Sur la platine

Metzger et Brousseau font une pause

Retour à la source pour un duo filmé.


Reconnu et approuvé, voire historique à bien des endroits, le studio Sextan ne perd toujours pas le Nord. Situé à Malakoff, dans les Hauts-de-Seine, il participe depuis 40 ans à l’enregistrement de nombre de disques ayant participé à l’avancée du jazz hexagonal. Avec comme vitrine le label Pee Wee, très actif durant les années 90 et réactivé dernièrement, le studio complète aujourd’hui sa défense et illustration d’une musique créative, manufacturée avec un savoir-faire authentique et une ambition artisanale, par une série de captations vidéos mises régulièrement en ligne et qui lui permettent de s’inscrire plus avant dans son époque.

Avec pour nom PAUSE, la ligne éditoriale tient entière dans le petit texte introductif suivant : « Une série de fragments musicaux filmés et enregistrés au studio Sextan. Dans un temps suspendu, distordu, modifié, quelques artistes choisis donnent à voir et entendre une partie de leur univers intérieur actuel. Un moment d’intimité, au plus près ; une proposition de passage entre l’avant et l’après, le temps d’une pause. »

Voici trois semaines, le studio filme le duo Matthieu Metzger et Paul Brousseau.

Avant la présente captation, il y eut celles de Cyril Atef, Dominique Pifarély et François Couturier, Andy Emler, Sophia Domancich (solo ou accompagnée de Simon Goubert), Jozef Dumoulin et Christophe Monniot ou encore Marc Ducret, qui sont toujours visibles. L’image soignée et le montage discret contribuent à rendre fluide la réception de la musique ; le son, bien évidemment, est irréprochable.

L’atmosphère est feutrée, Matthieu Metzger (principalement au saxophone soprano) et Paul Brousseau (piano) jouent la musique de leur duo Source. Le disque est sorti en 2017 sur le label Emouvance et cette collaboration, loin d’être occasionnelle ou révolue, voire anecdotique, est de celles qui durent, persistent et s’affirment chaque fois un peu plus. Les deux musiciens se côtoient, en effet, depuis longtemps (on les trouve déjà au sein de la formation Le Sens de la Marche de Marc Ducret en 2009).

Abandonnant, cette fois, les appareillages électroniques et machiniques auxquels ils sont, par ailleurs, attachés, ils se présentent entièrement dénudés. En acoustique pur, ils donnent à entendre une suite de pièces assez brèves et, durant les trente petites minutes que dure la vidéo, nous invitent à un voyage tout en retenue. L’entente musicale est dépourvue de toute afféterie ou démonstration inutile. Seul l’essentiel y trouve sa place.

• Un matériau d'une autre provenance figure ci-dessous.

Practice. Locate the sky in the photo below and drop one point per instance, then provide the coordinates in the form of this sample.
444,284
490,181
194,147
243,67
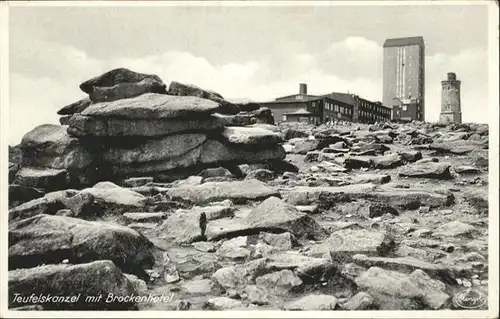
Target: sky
244,53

Le piano de Brousseau est impressionniste. Par des touches délicates, il déploie des couleurs nuancées, souvent d’une mélancolie contenue. Sans s’épancher, il dessine des paysages simples et justes, dans lesquels les silences sont des valeurs qui étirent le temps. Son partenaire les traverse dans le même état d’esprit. Les petites mélodies, le jeux de notes ou les acrobaties ne sont jamais hors sujet et apportent du tempérament à des compositions délicieusement concises.

En quelques pièces, saxophone et piano visitent une succession d’atmosphères introspectives ou dynamiques habitées par le souci d’une poésie au service de l’émotion, effectivement en dehors du tintamarre du monde, et aux apaisantes vertus thérapeutiques. Un avant-goût de ce qu’on aimerait découvrir, pour une durée plus longue, sur une scène avec un public.